コリントはローマでも指折りの大都市でした。多くの交易船が往来する港を2つも抱えた要所であり、丘にそびえ立つアフロディティ神殿にはたくさんの神殿娼婦たちが集められていたと言います。裕福で欲望に満ちた町。まるで現代の日本を彷彿させる大都市コリントでした。
アテネでの宣教の後、挫折と不安のなかでやって来たパウロにとっては余りにも大きな町コリント。しかし挫けそうになる心を支えたのは他でもない御霊ご自身の言葉でした。「恐れないで、語り続けなさい。黙ってはいけない。わたしがあなたとともにいるのだ。だれもあなたを襲って、危害を加える者はない。この町には、わたしの民がたくさんいるから」(使徒18章9〜10節)。

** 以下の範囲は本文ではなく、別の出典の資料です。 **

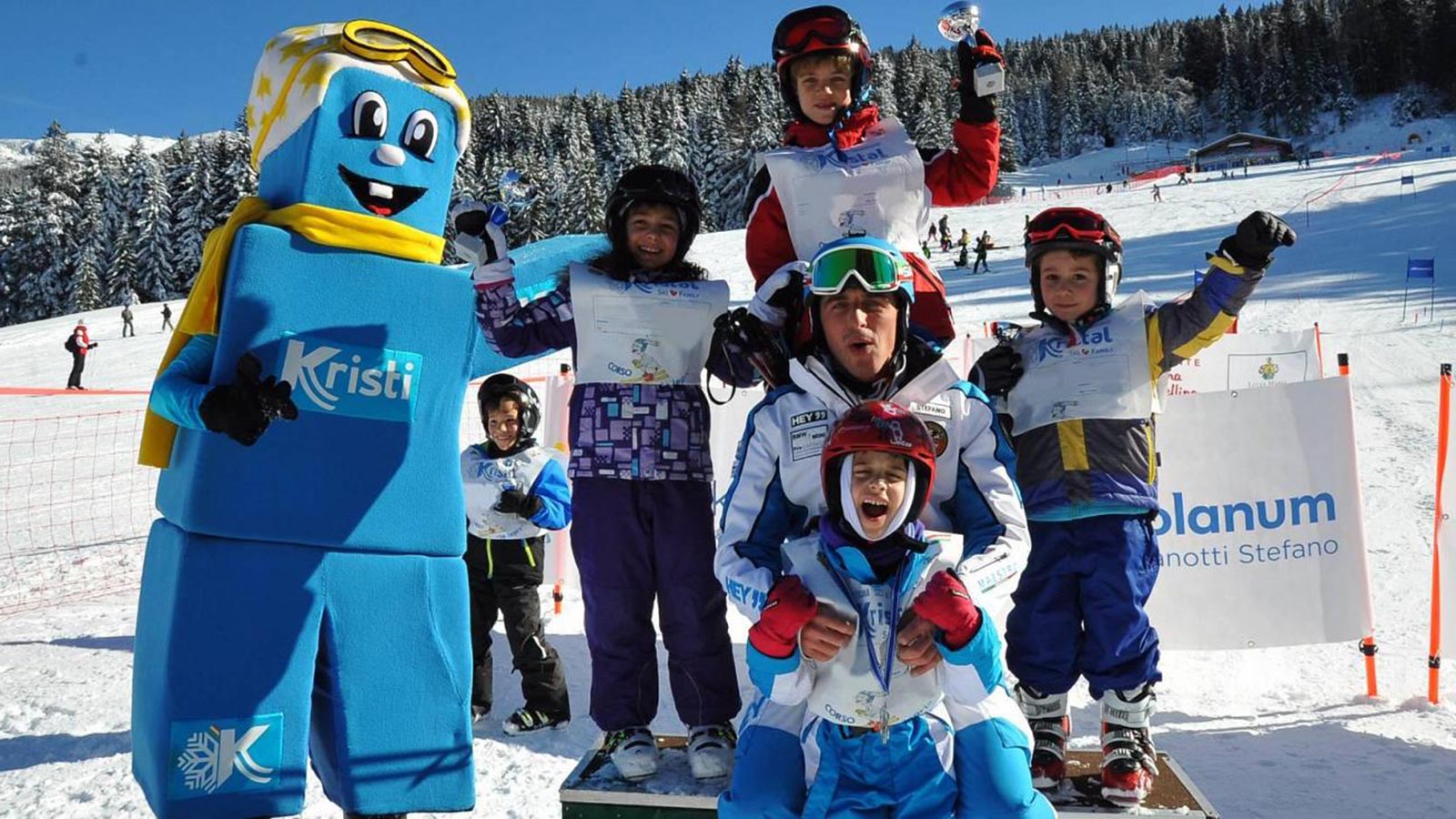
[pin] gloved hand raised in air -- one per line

彼は神の約束を頼りに宣教に励み、その結果、生み出されたのがこのコリント教会なのでした。パウロにとっては子どもの様に愛しいその教会が、今、様々な問題を抱え込み、健全な教えから離れようとしているのです。パウロは危機感を持って手紙をしたためます。それがこのコリント人への手紙第一というわけです。

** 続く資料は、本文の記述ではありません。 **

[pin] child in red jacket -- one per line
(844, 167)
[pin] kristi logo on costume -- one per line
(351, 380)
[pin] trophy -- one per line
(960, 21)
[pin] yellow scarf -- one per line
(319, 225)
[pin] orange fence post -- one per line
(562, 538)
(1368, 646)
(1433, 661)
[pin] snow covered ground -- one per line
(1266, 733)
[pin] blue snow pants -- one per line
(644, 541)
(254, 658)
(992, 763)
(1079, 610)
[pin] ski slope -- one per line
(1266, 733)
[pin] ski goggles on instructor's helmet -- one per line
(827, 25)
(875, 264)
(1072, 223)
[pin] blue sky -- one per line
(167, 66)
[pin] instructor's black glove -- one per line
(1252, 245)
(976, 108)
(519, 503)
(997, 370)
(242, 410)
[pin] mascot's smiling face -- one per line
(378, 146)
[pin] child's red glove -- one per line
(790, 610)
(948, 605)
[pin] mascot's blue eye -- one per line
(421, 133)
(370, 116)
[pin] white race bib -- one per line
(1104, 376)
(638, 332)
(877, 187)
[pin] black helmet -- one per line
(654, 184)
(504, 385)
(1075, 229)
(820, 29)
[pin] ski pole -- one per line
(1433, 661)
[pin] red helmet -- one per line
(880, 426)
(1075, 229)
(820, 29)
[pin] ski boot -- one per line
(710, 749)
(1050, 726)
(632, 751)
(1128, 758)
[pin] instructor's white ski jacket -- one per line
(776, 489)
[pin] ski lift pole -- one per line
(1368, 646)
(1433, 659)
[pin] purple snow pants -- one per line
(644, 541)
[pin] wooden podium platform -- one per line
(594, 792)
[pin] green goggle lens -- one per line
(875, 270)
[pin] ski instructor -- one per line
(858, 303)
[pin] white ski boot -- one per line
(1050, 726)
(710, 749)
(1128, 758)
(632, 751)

コリントの教会の抱える問題は多岐に渡りますが、パウロがまず取り上げたのは教会内での分裂問題でした。コリント教会はそれぞれの教師の名を担ぎ上げて、派閥争いをしていました。愛し合い支え合うはずの教会が、自らの権利を主張することに躍起になって、けなし憎しみ合っていたのです。彼らの争点は、誰からバプテスマを受けたかということや、どちらが優れた智恵を有しているかといったことなどであったようです。言い換えると、自らの正しさを主張するための争いでした。自らの居場所を守ろうとするための争いと言ってもいいかもしれません。
このような場面は、私たちの日常で様々に見かけるものです。私たちは自分を守るために、自分の正しさを主張します。ときには言い争いになっても、私たちは自らの潔白を主張します。そして、私の味方は誰か、敵は誰かと選り分けるのです。争いは、自らの正しさを誇るがゆえに起こるのです。
これに対してパウロは「しかし神は、知恵ある者をはずかしめるために、この世の愚かな者を選び、強い者をはずかしめるために、この世の弱い者を選ばれたのです」(27節)と言います。パウロはここで、キリスト者とはどのような者であったかということを、改めて確認しているのです。私たちは神の前に、愚かな者でしかありません。とるに足りない者でしかありません。ただ憐れみにより御救いに与らせていただいた者にすぎません。私たちはこのことを、もう一度、覚えたいと思います。これこそが、争いのなかにあったコリント教会の、キリストにあって一つとなる秘訣だからです。そして私たちが一つとなる秘訣でもあります。
私たちはただ神の憐れみによって、キリストの知恵と義と聖めと贖いのゆえに、救われた罪人である。この事実こそが、私たちの違いを埋めるただ一つの秘訣なのです。